I acknowledge that this complaint is going to sound both basic and obvious, not to mention asinine, but still it needs to be said: movies are too long. Especially right now, movies are too long. Last week saw the release of First Man, Bad Times At The El Royale, and on Netflix, 22 July, clocking in at 2 hours 21 minutes, 2 hours 21 minutes, and 2 hours 23 minutes, respectively. A 140-minute movie should be a rare thing (in fact it should probably require congressional approval). When we get three on the same weekend, it’s become a problem.
This isn’t to say that two hours and twenty minutes is always too long, but it was certainly too long for these movies. It’s not that you should never make a movie that long, it’s just that if you do, you should be thinking long and hard about whether it needs to be long. Sometimes the answer is yes, and that’s fine, but it has to feel like someone at least asked. This week felt like no one asked, or didn’t ask hard enough. Which hurts not just individual movies but, to some extent, all movies.

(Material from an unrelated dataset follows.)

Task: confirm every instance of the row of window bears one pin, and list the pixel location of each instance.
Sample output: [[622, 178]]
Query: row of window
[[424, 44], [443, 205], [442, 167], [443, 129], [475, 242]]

This isn’t just about modern moviegoers having shorter attention spans, although that’s undoubtedly true, and at some point you have to start questioning the ability of art to change that. This generation works longer hours for less money and fewer vacations, with massive debt and no retirement savings, so of course we have stingier budgets for our leisure time. We have to finish the popcorn and go drive Ubers or do Taskrabbits or whatever. (My colleague Brian Grubb argues that nothing in modern life should last longer than two hours.)
But it’s also about the movies themselves. Both First Man and El Royale have plenty to recommend them, visually tasteful and artistically innovative, and both come to feel like a bit of a drag towards the end. It’s the length specifically that’s the problem (22 July had plenty of others). It’s the only thing keeping them from wholehearted recommendations.